Fermentation of cereals by LAB could thus improve their natural bioactivity by increasing antioxidant activities through several different processes, thereby providing more benefits to human health. However, it should be noted that many of these studies were conducted using ethanol extracted from fermented cereal products and not the whole cereal product itself.
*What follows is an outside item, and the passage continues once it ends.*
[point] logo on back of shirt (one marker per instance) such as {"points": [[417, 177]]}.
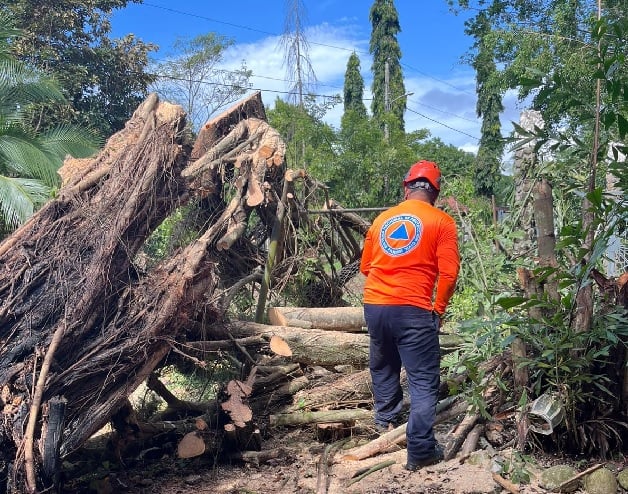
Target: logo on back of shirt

What is more, as Hur et al. [41] recently pointed out in their review focused on fermented plant-based foods, various factors can influence the increase in antioxidant activity, including the microorganism, pH, temperature, fermentation time, the kind of food, and aerobic conditions, thereby underlining the need for further investigation.

5. Conclusions

To conclude this opinion paper, we would like to emphasize the influence that consuming LAB-fermented cereals could have on oxidative stress and inflammation either by modifying the food matrix or through the potential action of probiotic LAB. On this last point, it should be noted that many of these foods are cooked before eating, probably limiting their impact on the health of the host, since, by definition, probiotics must be living organisms.

We also emphasize the need to investigate the interplay between the food matrix, food and gut microbiota. It is clear that such sophisticated investigations will require more collaborative research programs between high- and low-income countries.